Ist nicht analog § 246 a AktG durch die Gesellschaft angreifbar - KG-Beschluss vom 23.06.2011 -Az: 23 AktG 1/11-Rechtsanwalt für Gesellschaftsrecht-BSP Bierbach, Streifler & Partner PartGmbB
Das KG hat mit dem Beschluss vom 23.06.2011 (Az: 23 AktG 1/11) entschieden:

Der Antrag einer Gesellschaft mit beschränkter Haftung (GmbH) auf Freigabe der Eintragung von Beschlüssen der Gesellschafterversammlung (über eine Herabsetzung und Erhöhung des Stammkapitals) ist unzulässig. § 246 a AktG findet auf die Gesellschaft mit beschränkter Haftung keine analoge Anwendung.


Gründe


Die Gesellschafterversammlung der antragstellenden GmbH hat am 21.01.2011 gegen die Stimmen der Antragsgegnerin beschlossen, das Stammkapital der Gesellschaft zur Deckung eingetretener Verluste auf Null herabzusetzen und gegen Bareinlagen um 1.353.000 EUR zu erhöhen.

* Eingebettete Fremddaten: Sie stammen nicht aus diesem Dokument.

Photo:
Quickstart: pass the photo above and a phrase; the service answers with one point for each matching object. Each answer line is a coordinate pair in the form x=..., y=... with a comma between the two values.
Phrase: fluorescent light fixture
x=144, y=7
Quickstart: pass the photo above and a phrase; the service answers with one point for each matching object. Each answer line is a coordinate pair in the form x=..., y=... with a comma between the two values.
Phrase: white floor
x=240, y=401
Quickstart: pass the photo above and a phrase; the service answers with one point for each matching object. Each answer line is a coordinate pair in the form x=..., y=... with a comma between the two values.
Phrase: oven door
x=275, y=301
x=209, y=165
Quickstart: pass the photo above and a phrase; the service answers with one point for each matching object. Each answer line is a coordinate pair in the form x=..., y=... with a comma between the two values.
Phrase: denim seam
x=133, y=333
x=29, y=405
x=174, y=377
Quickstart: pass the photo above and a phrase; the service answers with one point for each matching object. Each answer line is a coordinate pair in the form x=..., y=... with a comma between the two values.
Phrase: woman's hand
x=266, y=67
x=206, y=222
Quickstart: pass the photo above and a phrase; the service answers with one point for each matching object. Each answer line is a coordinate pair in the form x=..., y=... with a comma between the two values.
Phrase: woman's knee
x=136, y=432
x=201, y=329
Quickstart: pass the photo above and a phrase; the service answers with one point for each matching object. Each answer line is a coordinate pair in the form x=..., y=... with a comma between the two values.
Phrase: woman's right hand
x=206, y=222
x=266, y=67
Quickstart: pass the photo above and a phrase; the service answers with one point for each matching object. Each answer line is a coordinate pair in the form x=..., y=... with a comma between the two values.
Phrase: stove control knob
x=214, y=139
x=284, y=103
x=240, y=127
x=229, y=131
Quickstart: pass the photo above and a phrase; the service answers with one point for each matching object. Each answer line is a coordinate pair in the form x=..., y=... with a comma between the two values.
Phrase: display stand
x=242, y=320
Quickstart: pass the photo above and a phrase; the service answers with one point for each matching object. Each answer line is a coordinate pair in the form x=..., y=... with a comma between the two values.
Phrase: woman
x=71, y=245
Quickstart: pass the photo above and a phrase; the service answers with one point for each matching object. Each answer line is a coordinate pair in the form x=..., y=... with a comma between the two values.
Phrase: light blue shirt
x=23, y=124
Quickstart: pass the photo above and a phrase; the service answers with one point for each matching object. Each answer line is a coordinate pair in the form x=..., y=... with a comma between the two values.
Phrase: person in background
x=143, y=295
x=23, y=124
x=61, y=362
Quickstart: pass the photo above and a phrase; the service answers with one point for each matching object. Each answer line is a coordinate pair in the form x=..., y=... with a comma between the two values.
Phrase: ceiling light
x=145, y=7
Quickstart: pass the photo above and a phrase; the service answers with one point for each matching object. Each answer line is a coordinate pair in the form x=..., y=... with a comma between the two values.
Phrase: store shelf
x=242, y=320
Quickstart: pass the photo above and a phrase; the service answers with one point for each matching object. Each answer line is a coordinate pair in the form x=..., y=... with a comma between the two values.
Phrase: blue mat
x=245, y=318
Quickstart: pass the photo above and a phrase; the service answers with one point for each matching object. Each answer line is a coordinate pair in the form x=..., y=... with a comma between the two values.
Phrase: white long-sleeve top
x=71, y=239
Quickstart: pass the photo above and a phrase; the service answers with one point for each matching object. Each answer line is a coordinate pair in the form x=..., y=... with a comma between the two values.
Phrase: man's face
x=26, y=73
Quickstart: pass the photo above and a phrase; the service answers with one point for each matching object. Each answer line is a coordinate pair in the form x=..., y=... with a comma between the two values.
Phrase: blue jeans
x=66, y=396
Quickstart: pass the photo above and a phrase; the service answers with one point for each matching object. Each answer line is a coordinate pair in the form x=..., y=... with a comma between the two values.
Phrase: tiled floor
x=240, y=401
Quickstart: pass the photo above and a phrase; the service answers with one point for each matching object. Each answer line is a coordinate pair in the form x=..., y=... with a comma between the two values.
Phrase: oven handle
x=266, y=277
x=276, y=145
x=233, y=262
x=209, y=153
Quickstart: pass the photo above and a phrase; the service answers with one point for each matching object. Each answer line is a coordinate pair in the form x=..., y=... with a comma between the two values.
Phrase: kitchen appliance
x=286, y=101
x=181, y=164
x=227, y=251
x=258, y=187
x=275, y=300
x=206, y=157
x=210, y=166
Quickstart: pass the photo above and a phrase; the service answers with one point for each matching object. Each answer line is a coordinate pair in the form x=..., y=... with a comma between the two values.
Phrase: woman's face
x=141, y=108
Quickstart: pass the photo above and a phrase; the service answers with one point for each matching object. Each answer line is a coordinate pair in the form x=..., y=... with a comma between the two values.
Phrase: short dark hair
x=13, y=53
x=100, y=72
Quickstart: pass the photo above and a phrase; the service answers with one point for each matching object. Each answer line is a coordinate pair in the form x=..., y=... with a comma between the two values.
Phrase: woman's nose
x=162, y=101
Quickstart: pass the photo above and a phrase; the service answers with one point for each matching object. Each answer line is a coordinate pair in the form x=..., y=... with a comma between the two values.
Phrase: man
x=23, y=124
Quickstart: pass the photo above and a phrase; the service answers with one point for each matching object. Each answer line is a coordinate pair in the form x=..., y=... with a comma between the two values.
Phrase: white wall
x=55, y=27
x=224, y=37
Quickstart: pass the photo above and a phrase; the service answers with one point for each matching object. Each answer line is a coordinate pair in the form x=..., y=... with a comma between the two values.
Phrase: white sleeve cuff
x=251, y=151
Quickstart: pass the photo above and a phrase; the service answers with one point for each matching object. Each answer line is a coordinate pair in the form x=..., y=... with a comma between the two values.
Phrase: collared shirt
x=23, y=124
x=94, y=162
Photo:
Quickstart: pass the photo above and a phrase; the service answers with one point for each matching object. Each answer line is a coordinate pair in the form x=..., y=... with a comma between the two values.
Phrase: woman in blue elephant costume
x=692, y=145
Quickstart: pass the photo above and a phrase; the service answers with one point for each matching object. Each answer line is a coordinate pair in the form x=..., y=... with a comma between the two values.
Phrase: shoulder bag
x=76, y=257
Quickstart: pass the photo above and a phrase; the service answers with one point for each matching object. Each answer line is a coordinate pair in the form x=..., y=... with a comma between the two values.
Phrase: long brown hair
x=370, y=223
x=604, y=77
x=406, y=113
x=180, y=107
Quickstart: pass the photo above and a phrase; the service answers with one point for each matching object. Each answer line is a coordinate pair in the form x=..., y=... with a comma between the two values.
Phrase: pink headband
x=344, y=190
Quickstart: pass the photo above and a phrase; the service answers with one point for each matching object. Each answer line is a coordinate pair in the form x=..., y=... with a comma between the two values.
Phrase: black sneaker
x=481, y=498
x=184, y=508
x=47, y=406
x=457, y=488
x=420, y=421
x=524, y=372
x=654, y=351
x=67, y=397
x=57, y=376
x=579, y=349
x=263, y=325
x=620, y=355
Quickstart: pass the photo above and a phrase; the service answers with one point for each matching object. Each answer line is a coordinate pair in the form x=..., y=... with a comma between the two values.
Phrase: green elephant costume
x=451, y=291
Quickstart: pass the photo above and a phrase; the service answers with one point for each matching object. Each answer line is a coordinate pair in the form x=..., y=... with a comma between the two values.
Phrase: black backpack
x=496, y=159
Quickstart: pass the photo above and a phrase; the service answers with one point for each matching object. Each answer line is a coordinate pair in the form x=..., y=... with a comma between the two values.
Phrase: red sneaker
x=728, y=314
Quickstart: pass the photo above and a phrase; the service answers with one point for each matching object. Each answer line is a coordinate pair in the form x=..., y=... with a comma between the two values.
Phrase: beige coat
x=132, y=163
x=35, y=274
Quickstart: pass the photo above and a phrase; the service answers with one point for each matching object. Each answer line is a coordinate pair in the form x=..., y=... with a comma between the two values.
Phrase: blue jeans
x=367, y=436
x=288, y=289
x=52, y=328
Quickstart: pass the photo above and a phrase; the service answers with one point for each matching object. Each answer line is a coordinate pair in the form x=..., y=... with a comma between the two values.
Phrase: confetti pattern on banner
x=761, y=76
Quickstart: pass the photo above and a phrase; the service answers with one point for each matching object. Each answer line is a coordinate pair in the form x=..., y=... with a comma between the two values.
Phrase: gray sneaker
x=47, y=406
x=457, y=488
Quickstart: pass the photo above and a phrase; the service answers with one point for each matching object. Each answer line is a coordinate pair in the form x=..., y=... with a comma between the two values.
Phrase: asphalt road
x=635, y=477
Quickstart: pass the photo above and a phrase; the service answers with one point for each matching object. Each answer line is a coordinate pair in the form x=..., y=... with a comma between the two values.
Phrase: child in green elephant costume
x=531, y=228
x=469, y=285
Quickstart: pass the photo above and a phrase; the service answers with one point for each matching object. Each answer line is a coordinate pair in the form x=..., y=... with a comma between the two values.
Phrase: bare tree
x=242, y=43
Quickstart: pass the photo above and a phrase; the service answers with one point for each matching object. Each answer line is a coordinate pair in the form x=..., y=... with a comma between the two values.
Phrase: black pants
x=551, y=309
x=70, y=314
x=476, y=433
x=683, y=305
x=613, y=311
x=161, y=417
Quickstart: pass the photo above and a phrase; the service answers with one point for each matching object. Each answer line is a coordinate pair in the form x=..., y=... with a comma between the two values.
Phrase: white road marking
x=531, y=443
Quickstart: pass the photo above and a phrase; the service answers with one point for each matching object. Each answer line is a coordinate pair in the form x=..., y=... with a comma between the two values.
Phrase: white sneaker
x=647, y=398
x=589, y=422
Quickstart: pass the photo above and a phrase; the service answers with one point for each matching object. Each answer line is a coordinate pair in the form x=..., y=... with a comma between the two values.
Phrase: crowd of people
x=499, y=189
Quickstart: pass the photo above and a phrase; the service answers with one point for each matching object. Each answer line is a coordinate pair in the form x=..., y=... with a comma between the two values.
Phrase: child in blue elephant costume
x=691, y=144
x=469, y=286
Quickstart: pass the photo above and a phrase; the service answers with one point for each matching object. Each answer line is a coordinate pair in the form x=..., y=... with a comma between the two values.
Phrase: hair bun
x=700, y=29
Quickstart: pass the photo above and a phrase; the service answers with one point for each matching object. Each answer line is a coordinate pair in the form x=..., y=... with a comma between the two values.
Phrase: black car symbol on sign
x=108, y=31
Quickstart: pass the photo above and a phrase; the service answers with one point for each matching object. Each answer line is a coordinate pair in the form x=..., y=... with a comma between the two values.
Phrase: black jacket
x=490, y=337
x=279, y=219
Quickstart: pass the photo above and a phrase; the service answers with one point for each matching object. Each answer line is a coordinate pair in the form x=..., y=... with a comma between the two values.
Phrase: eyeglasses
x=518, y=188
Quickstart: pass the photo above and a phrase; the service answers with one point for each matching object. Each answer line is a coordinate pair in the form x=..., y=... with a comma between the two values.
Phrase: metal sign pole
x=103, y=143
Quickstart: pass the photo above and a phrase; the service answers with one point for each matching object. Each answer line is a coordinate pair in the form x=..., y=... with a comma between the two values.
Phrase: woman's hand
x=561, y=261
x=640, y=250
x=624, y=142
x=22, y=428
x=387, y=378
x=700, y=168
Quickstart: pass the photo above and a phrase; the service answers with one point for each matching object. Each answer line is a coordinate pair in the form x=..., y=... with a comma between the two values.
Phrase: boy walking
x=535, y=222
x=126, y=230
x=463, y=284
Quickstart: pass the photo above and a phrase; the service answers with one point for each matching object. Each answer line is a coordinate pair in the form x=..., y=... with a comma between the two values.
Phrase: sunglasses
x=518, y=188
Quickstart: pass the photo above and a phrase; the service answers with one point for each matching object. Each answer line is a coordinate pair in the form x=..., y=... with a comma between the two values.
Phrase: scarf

Die Antragsgegner hat gegen diese Beschlüsse Anfechtungsklage erhoben. Das Registergericht hat das Eintragungsverfahren bis zum rechtskräftigen Abschluss des Anfechtungsprozesses ausgesetzt.

Die Antragstellerin und die Nebenintervenientin beantragen festzustellen, dass die Erhebung der Anfechtungsklage der Eintragung der Beschlüsse im Handelsregister nicht entgegensteht und Mängel dieser Beschlüsse die Wirkung der Eintragung unberührt lassen.

Die Antragsgegnerin beantragt, den Antrag zurückzuweisen.

Der Antrag ist unzulässig.

Das geltende Recht sieht ein Freigabeverfahren für Beschlüsse der Gesellschafterversammlung einer GmbH nicht vor. § 246a AktG ist auf Beschlüsse von Gesellschafterversammlungen einer GmbH nicht entsprechend anwendbar.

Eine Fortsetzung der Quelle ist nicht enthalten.